The camps, one for boys and one for girls, were held in two beautiful facilities in a recreational village in the north. The children were treated to a host of programs, including nature hikes and swimming. They also had the opportunity to learn about the Three Weeks – between the 17th of Tammuz and Tisha B’Av – and committed themselves to behaving properly toward friends and showing them ahavas chinam.
“The camps gave the children the kind of close attention they need together with Jewish activities and preparation for the school year,” said Yad L’Achim’s Mrs. Suri Kostelitz, who directed the camps. “They also gave the mothers the breathing space they needed in coping with their complex situation as single-parents mothers who’ve opened a new chapter in their lives.”
The miraculous nature of the camp was highlighted in the story of Ma’or (a pseudonym). At 11, Ma’or was forced to remain in the custody of his Arab father, in a village near Ramallah; the father had pressured the Jewish mother to sign papers that are recognized in Israeli law and that gave him exclusive custody.

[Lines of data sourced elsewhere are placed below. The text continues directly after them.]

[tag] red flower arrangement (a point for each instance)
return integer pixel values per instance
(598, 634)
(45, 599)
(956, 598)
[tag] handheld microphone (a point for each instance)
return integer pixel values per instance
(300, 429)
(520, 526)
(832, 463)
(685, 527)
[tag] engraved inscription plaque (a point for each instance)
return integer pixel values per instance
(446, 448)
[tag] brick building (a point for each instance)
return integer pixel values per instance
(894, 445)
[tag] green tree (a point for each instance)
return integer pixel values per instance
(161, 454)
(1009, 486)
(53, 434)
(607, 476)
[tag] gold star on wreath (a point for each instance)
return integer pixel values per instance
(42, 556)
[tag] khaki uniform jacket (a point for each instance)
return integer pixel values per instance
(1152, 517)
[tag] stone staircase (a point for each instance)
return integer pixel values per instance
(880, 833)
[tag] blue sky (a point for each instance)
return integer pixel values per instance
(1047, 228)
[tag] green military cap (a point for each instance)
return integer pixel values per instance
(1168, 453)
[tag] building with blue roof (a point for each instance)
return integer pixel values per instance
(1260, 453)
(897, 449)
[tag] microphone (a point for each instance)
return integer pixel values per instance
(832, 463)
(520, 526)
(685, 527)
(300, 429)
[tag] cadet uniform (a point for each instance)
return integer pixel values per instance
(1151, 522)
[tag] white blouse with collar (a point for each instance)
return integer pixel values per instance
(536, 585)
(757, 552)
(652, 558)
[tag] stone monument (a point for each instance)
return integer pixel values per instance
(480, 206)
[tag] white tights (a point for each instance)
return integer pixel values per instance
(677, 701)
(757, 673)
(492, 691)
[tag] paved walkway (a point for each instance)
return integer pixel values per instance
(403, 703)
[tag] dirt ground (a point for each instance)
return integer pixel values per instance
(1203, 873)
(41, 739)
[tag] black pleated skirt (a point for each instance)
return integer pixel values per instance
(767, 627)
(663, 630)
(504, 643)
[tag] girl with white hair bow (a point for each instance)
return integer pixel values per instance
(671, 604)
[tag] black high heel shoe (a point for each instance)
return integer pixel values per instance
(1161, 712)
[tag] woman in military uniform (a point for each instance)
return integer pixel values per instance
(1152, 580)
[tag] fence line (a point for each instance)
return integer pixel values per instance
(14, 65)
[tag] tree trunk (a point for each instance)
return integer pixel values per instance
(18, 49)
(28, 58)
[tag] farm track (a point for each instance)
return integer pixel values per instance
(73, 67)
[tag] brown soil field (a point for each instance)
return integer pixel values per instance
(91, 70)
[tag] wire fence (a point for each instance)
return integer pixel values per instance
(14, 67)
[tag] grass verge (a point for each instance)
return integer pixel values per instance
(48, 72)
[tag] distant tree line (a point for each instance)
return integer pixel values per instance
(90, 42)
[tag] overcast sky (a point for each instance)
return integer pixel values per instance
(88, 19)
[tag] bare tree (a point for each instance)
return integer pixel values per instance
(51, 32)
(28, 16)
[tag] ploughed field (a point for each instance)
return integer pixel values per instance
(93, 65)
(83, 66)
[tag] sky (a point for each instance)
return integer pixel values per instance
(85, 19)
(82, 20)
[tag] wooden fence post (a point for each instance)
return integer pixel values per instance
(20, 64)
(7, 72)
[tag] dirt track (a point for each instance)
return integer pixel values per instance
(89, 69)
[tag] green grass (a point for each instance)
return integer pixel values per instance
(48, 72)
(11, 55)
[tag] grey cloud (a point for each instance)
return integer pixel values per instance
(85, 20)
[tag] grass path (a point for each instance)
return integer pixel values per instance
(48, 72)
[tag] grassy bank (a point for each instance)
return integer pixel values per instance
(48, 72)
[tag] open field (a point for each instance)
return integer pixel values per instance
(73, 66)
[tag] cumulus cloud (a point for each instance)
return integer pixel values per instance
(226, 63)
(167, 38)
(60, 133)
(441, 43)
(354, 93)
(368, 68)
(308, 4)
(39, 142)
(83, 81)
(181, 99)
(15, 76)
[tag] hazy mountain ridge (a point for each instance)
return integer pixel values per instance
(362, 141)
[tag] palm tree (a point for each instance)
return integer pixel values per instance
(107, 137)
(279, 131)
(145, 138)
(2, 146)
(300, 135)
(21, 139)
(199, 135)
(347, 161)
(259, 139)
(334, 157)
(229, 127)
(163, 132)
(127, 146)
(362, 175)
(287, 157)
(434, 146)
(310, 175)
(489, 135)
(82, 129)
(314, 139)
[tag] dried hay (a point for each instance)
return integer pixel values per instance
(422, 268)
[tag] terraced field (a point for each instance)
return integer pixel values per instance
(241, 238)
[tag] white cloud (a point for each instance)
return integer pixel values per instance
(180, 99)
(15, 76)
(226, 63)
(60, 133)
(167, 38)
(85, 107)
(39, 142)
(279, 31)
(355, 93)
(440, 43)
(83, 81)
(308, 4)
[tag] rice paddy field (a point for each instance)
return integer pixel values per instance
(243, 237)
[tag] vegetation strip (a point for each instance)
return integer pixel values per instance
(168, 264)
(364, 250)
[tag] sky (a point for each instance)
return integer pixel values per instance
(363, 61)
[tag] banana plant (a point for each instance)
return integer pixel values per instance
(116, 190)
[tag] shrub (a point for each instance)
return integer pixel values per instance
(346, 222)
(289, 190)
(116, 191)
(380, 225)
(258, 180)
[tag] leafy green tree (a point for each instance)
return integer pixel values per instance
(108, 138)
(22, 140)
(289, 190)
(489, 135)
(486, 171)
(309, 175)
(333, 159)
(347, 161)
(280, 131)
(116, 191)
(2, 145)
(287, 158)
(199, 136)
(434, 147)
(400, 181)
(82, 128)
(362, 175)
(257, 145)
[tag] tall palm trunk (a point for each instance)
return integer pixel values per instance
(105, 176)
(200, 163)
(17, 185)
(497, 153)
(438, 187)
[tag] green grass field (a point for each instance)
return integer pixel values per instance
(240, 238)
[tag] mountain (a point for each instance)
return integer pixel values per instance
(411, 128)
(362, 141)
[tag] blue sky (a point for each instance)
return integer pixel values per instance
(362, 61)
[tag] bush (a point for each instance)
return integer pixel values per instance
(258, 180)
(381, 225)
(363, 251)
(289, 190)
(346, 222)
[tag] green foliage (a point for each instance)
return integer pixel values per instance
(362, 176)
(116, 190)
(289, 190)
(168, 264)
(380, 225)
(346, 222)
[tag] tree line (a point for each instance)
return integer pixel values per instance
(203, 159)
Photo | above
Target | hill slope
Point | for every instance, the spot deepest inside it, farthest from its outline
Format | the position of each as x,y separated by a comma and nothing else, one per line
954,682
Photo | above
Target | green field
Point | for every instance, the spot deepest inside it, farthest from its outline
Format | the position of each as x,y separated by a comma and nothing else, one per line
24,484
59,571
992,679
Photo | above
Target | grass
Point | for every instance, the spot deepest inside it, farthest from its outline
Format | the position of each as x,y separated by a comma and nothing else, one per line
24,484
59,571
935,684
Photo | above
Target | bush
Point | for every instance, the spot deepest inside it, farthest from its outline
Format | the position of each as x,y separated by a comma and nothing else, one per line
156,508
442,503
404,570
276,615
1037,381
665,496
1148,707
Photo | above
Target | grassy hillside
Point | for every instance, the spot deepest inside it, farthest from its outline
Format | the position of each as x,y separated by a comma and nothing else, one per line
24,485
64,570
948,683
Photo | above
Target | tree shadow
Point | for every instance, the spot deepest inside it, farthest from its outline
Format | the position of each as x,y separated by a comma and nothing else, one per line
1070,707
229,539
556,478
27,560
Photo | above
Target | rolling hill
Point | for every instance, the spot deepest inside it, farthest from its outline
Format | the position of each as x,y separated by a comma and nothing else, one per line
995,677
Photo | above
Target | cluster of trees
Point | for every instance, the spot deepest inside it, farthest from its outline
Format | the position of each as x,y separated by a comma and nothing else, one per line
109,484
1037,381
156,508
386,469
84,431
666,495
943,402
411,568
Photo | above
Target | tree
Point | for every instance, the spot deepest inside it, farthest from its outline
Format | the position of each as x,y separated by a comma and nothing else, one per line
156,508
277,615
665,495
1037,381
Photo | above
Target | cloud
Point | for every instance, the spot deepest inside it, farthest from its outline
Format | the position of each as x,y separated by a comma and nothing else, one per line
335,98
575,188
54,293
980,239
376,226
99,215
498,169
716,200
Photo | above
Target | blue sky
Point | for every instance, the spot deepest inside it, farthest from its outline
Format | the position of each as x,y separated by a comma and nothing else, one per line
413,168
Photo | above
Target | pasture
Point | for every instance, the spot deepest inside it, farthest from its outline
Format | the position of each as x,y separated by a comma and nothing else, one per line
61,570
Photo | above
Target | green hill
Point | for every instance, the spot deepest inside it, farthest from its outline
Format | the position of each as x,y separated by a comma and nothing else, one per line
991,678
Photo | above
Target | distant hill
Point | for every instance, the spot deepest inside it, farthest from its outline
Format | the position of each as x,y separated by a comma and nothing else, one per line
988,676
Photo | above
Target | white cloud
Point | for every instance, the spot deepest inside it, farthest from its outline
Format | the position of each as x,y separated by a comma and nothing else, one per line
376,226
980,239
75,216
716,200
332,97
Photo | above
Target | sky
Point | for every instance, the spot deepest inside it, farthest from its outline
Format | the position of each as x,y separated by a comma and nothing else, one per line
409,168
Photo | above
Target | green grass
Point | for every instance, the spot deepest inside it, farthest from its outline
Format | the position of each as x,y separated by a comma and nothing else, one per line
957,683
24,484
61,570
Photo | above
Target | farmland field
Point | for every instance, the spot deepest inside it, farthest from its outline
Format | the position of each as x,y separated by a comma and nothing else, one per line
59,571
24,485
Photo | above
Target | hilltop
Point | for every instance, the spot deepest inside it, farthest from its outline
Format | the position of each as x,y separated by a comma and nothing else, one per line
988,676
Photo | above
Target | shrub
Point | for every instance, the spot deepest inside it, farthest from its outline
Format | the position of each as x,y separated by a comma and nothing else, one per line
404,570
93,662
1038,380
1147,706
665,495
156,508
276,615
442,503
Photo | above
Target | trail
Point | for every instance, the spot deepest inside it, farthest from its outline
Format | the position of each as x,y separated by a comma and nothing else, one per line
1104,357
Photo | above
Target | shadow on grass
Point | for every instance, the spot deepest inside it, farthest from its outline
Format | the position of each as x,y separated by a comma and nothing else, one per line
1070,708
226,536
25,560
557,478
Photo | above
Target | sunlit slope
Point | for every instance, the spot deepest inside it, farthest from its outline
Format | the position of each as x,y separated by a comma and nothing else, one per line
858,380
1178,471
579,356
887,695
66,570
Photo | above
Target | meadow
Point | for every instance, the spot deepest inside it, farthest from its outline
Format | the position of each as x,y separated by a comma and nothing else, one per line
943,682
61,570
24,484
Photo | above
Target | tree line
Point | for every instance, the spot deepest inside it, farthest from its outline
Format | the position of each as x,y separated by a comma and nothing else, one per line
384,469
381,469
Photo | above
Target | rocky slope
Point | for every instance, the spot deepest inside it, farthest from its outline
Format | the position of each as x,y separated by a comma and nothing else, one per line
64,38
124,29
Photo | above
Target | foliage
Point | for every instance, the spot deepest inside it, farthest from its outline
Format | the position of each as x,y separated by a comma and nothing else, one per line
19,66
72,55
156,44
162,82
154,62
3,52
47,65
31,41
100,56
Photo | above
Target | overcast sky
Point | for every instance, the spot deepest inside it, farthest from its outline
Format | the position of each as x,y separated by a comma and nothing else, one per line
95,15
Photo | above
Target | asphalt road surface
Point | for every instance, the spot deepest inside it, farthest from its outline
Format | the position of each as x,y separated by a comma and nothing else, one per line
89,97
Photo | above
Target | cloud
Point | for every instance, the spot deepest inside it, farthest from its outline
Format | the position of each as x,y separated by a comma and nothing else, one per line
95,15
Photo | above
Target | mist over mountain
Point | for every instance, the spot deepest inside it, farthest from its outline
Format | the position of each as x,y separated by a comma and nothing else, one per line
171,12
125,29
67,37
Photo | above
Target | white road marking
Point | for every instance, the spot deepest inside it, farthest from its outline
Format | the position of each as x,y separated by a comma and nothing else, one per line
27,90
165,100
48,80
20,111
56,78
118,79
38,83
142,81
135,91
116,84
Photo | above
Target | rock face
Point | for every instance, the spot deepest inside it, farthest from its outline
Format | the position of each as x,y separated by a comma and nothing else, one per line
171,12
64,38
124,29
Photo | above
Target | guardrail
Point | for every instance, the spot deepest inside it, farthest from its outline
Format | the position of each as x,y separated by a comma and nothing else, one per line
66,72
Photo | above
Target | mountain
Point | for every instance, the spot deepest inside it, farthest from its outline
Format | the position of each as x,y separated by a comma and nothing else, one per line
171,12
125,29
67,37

Ma’or is permitted to visit his mother just once a month, for a few days.
The mother, who wanted to give her son as many Jewish concepts as possible as well as the chance to meet friends from a similar background, asked to enroll him in the Yad L’Achim camp during the time he was allowed to be with her.
At the end of that brief period, Ma’or parted from his friends with tears in his eyes, knowing the life he was returning to.
“There wasn’t a dry eye in the house among the staff and campers as we said goodbye,” Mrs. Kostelitz recounted. “We could take some small comfort from the fact that the legal battle over his future had not yet run its course, as well as from the knowledge that he had been bolstered by the warm embrace he had received in our camp and that would continue whenver he reunites with campers and mentors.”
In a statement, Yad L’Achim said that “the incident of Ma’or shows us that in addition to the Jewish children who attended the camp and received a joyous, positive experience, there are hundreds more who are still in captivity in Arab villages and can only dream of returning to their people.”
The organization stresses that though the case of Ma’or is complex, its legal department is not giving up. “We won’t rest and won’t be quiet until we bring the story to a happy ending and Ma’or returns to his mother forever,” Yad L’Achim said. “We are confident that pleasant surprises await us.”